For those who haven’t heard, the software on a particular model of Microsoft’s Zune music player froze up on New Year’s eve, because of a bug. Apparently, they didn’t
handle the fact that a leap year has 366 days – so on the 366th day of 2008, they froze up for the day, and couldn’t even finish booting.
Lots of people want to know why on earth the player would freeze up over something like this. There was no problem with the date February 29th. There was nothing wrong with the date December 31st 2009. Why would they even be counting the days of the year, much less being so sensitive to them that they could crash the entire device for a full day?
The answer is: I don’t have a damned clue. For the life of me, I can’t figure out
why they would do that. It makes absolutely no sense.
I’ve seen a couple of different date formats in use in software. There’s
the so-called “epoch time”, which represents dates and times in terms of
seconds since January 1st, 1970 UTC. There’s also some standard data structures
that represent dates and times as month/day/year/hour/minute/second/fraction.
I’ve even seen some data structures that use “day of year” – but every implementation I’ve seen explicitly includes code for handing 366 day years.
There’s no reasonable explanation for this failure, short of utter incompetence on the part of some engineer somewhere in Microsoft. Some engineer foolishly chose to roll his own date implementation, instead of using one of the dozens of well-tested date/time implementations that exist, and whoever that person was wasn’t
very careful.
The most likely specific cause of the freeze is what we call an out of bounds error. What that means is that there’s a data structure somewhere which is indexed by a number. For example, you could have a table of the days of
the week, indexed by number:
| Index | Value |
|---|---|
| 0 | Sunday |
| 1 | Monday |
| 2 | Tuesday |
| 3 | Wednesday |
| 4 | Thursday |
| 5 | Friday |
| 6 | Saturday |
With a table like that, you can store the day of the week as an integer, rather
than as a string of characters. When you want to print out the day of the week,
you look it up by number. The classic error for this kind of structure is assuming
that you’ll never try to look up something that isn’t in the table. For example, if
the “days of the week” index was 7. Then you’d be looking for a value that was past the end of the table. Depending on some specific things about your code,
you could either just get an immediate crash, or you could wind up with random data (which would likely cause a slightly delayed crash.)

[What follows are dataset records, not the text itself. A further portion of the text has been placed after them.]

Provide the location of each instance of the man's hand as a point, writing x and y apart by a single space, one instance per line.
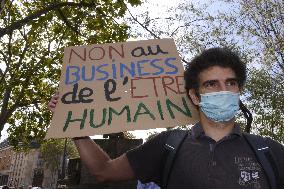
53 101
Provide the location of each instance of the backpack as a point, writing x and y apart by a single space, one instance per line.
257 143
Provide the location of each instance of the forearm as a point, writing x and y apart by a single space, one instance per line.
95 159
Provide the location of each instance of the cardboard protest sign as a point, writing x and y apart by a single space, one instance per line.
109 88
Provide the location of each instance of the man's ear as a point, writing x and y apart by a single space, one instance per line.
194 98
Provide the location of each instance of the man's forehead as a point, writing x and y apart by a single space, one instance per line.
217 73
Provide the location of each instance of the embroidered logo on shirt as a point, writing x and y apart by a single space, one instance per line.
249 172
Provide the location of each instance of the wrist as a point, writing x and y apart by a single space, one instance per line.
79 138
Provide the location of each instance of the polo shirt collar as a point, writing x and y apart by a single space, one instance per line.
198 131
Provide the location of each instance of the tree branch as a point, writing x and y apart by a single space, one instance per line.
20 23
68 24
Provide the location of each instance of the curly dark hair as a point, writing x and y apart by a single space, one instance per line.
222 57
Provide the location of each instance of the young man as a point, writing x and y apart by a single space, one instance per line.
214 154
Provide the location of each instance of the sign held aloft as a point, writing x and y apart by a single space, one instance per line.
109 88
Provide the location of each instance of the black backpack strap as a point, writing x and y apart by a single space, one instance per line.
264 156
172 145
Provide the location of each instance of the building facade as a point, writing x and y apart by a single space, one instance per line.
26 169
5 162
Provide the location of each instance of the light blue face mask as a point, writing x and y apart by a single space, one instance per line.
220 106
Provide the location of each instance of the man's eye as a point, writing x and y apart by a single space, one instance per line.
210 84
232 83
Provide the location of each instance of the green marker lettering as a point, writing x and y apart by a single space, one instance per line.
69 120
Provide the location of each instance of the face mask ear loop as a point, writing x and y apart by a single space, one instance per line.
247 115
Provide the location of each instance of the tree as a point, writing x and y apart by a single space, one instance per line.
33 35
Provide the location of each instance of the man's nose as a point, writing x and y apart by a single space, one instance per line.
223 87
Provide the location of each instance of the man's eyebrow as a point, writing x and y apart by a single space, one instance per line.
232 79
209 81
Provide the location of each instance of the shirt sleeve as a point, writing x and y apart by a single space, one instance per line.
278 152
147 160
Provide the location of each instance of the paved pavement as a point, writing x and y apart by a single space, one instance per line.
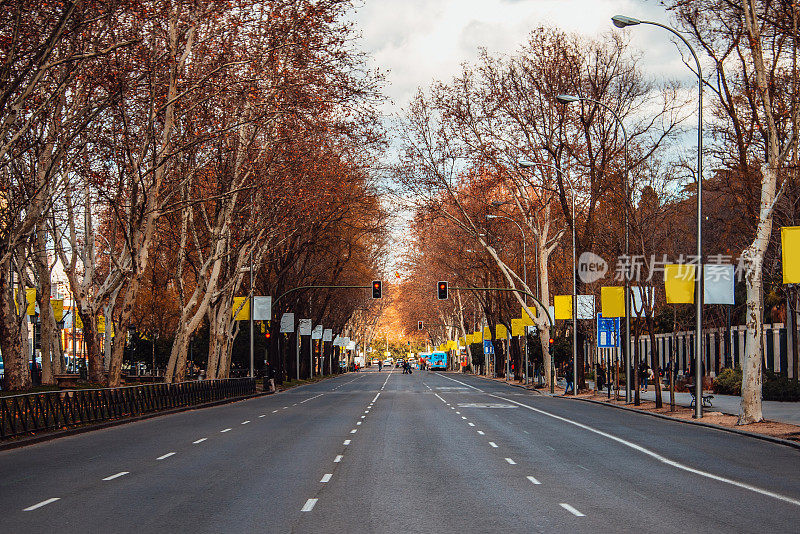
785 412
387 452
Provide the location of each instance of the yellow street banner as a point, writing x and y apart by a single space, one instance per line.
244 312
58 309
679 283
517 327
527 320
563 306
612 301
500 331
790 249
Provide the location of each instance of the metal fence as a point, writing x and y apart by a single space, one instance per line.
34 412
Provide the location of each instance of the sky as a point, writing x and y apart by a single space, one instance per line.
418 41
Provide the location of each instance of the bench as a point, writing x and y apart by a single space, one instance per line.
705 399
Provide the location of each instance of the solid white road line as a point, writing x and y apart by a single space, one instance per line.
312 398
43 503
571 509
657 456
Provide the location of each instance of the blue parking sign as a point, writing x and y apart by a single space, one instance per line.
607 332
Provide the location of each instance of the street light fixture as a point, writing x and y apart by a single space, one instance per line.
568 99
525 164
622 21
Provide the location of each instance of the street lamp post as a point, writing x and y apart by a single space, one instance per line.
568 99
524 278
621 21
528 164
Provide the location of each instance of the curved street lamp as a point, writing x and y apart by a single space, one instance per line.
622 21
568 99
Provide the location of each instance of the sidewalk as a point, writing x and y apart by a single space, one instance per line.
784 412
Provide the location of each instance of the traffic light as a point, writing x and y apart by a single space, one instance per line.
442 287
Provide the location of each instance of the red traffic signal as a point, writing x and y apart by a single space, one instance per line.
442 290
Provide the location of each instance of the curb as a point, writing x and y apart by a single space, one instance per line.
32 440
779 441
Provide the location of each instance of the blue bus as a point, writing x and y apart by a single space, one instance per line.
437 360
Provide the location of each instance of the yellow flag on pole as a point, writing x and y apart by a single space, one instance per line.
790 249
500 331
563 306
612 301
679 283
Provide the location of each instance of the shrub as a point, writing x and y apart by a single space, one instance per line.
728 382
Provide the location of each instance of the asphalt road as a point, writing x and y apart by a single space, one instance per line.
387 452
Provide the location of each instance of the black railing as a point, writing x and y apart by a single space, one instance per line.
55 410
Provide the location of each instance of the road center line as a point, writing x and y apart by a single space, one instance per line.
43 503
571 510
657 456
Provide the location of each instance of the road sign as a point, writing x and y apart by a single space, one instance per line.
262 308
607 332
287 323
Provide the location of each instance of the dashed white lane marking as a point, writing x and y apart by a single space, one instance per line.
657 456
312 398
460 382
571 509
40 504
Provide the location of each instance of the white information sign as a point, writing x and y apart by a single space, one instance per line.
262 308
287 323
317 332
304 327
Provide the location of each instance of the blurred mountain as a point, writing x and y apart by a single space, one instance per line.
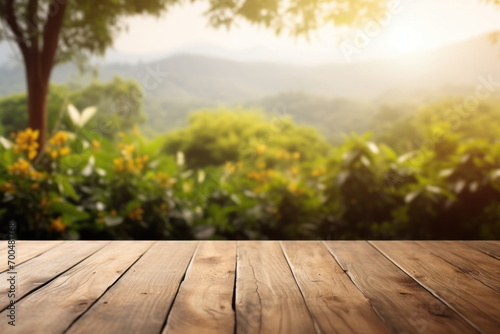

In general, when you hear about a crash caused by something like not
getting the number of days in the year correct, you guess that it’s probably an out-of-bounds error. But I can’t for the life of me think of why they would be doing a lookup based on the day-of-year number. It just doesn’t make any sense.
(I’ve gotten some clarifications from email. Apparently, it’s a driver problem, and it’s not a driver that originated at Microsoft. And it’s not an indexing error, as I suspected. It’s something even dumber. It’s a good old-fashioned infinite loop – on the last day of leap year, it’s year calculation will just loop forever. Really dumb. Here‘s the relevant code segment, in a function named “ConvertDays”:
while (days > 365)
{
if (IsLeapYear(year))
{
if (days > 366)
{
days -= 366;
year += 1;
}
}
else
{
days -= 365;
year += 1;
}
}
It’s trying to compute a date given the number of days since an epoch mark.
So it computes the year by looping over years since the epoch mark – for each year, it subtracts the number of days in that year, until it gets back to the epoch mark. So, for it checks if there’s more that a year’s worth of days left. The way it does that is by comparing it to the number of days left in the year. If it’s a leap year, it checks if there’s more than 366 days left. If there are, then it subtracts 366 and increments the year. Otherwise, it assumes that the day fits inside the year.
But on the last day of leap year, that calculation fouls up – because the number of days left isn’t greater than 366 – it’s exactly 366. Since there’s no else branch, and there’s no code to handle the case that equals 366, it does nothing for that year – and it doesn’t change the year. It just goes back through the loop. Over and over again.
So it’s still a damned stupid programmer error, which really should have been caught in testing. But the screwup wasn’t at Microsoft, but at Freescale, who wrote the driver.